Druker emphasized, however, that Gleevec and the other kinase inhibitors do not cure CML, they only control it. The researchers' findings showed that there remains a reservoir of aberrant cells that cause the disease to reappear if therapy is stopped. Thus, he said, he and his colleagues are working to understand those cells and how to eradicate them to ultimately cure the disease.

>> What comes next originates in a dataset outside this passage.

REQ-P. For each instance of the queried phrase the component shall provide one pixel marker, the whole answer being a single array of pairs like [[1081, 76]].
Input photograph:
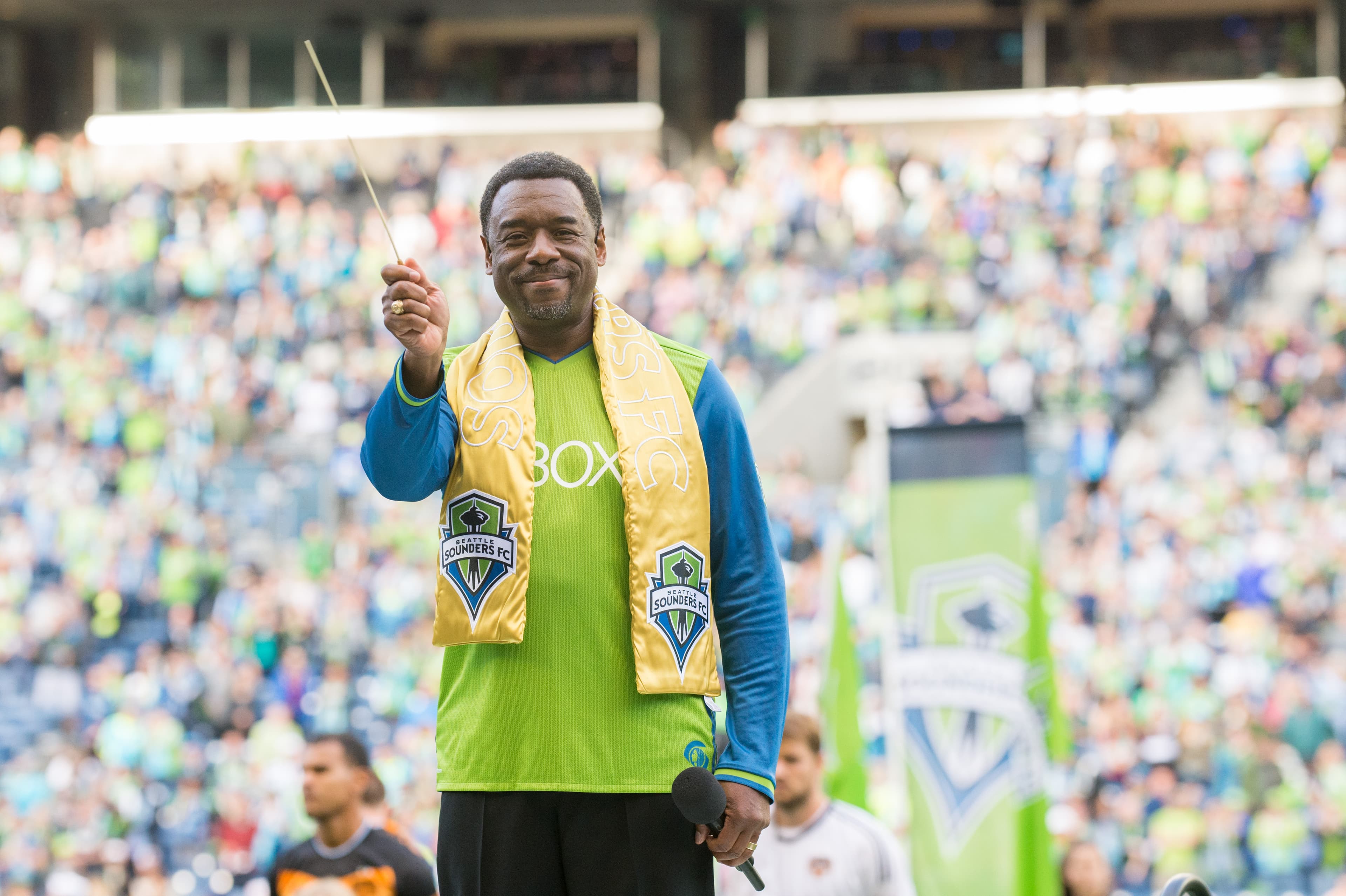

The outcome of the five-year study also offers lessons for physicians who are using Gleevec to treat other cancers, such as gastrointestinal stromal tumor, said Druker. “These findings tell us that we need to treat patients early in the course of the disease,” he said. “In CML, there is the advantage that most patients get diagnosed at an early, chronic stage; whereas gastrointestinal stromal tumors are often diagnosed at a more advanced stage. Our results demonstrating Gleevec's high efficacy in CML tell us that in applying the drug to other cancers, we need to diagnose and treat patients earlier in the disease course.
“The lesson from Gleevec for cancer treatment is simple: if you understand what's driving the growth of the cancer and develop a specific drug to target that cause, you can obtain remarkable results,” said Druker. “So, these findings should further encourage work toward greater understanding of all the molecular abnormalities in cancer and development of drugs that target those abnormalities.”